16 marzo 2019

Axel Hotel | El Equipo Creativo

Rememorando el pasado histórico del Barrio de las Letras madrileño, Axel Hotel ha sido diseñado para combinar el estilo español del siglo XIX, la vida contemporánea y la diversidad sexual.

Por: Redacción

Fotos: Cortesía

Ubicado en el Barrio de las Letras, en Madrid, España el Hotel Axel parte de lo que fuese un edificio del siglo XIX para formar un complejo que invite a diferentes tipos de público a conocer las zonas públicas del hotel.

 

El diseño del hotel corre a cargo de El Equipo Creativo, un estudio formado por los arquitectos Oliver Franz Schmidt, Natali Canas del Pozo y Lucas Echeveste Lacy con sede en Barcelona y especializados en diseño de interiores.

 

 

El estudio conservó muchas de sus características originales, como los techos lujosamente decorados, las paredes pintadas de colores intensos, los detalles decorativos barrocos y la estética gitana en general.
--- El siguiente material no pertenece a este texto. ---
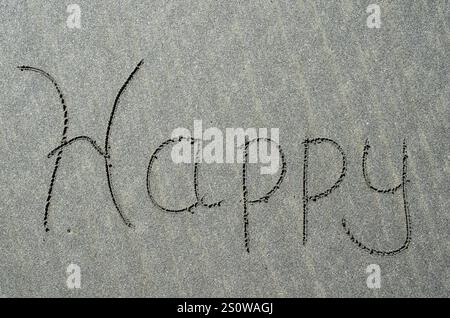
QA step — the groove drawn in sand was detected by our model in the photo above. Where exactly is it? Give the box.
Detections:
[18,60,144,232]
[342,139,411,256]
[18,60,411,256]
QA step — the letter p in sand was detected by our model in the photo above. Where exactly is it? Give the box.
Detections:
[303,138,347,245]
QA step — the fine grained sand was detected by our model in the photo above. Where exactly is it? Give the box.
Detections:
[0,0,450,297]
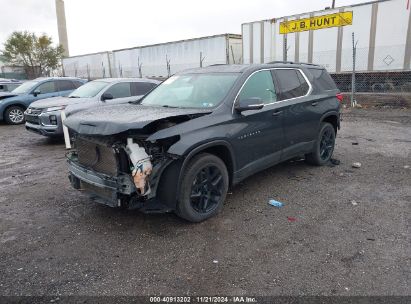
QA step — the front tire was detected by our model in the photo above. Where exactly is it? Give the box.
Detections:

Desde el inicio, el equipo se interesó en crear un diálogo entre distintas épocas de la historia de Madrid y de la calle de Atocha, donde está ubicado.

 

Carteles iluminados con referencias cinematográficas y musicales; maniquíes y otros elementos llamativos invaden la entrada del hotel y el área de recepción. Textos, palabras y frases neón hacen referencia al pasado literario del barrio. En la primera planta se distribuyen las habitaciones, suites y salones públicos en tonos dorados.

 

Una importante aportación de la cadena Axel Hotel a la cultura contemporánea radica en el diseño de sus espacios y la apertura para la comunidad LGBTTIQ; espacios libres donde la diversidad sexual es bienvenida y promovida.

 

Su restaurante Las Chicas, Los Chicos y los Maniquís está instalado en lo que solía ser el edificio para los coches de caballos y refiere a la estética del conocido director de cine español Pedro Almodóvar. Las protagonistas del espacio son dos grandes barras rojas que anteceden las dos salas.

 

 

Finalmente, el club nocturno Club Bala Pedida se instaló escondido en el metro del barrio madrileño; dos espacios abovedados construidos en ladrillo con una atmósfera mágica y clandestina. Se colocaron espejos en ambos extremos de cada bóveda, produciendo una ilusión óptica conocida como “espejo infinito”; un efecto que hace que las bóvedas se conviertan en túneles interminables. La luz cambiante y el color son los protagonistas del proyecto: lámparas de leds longitudinales y dinámicas entre los paneles acústicos suspendidos que cambian de velocidad y color en función de las diferentes escenas del recinto.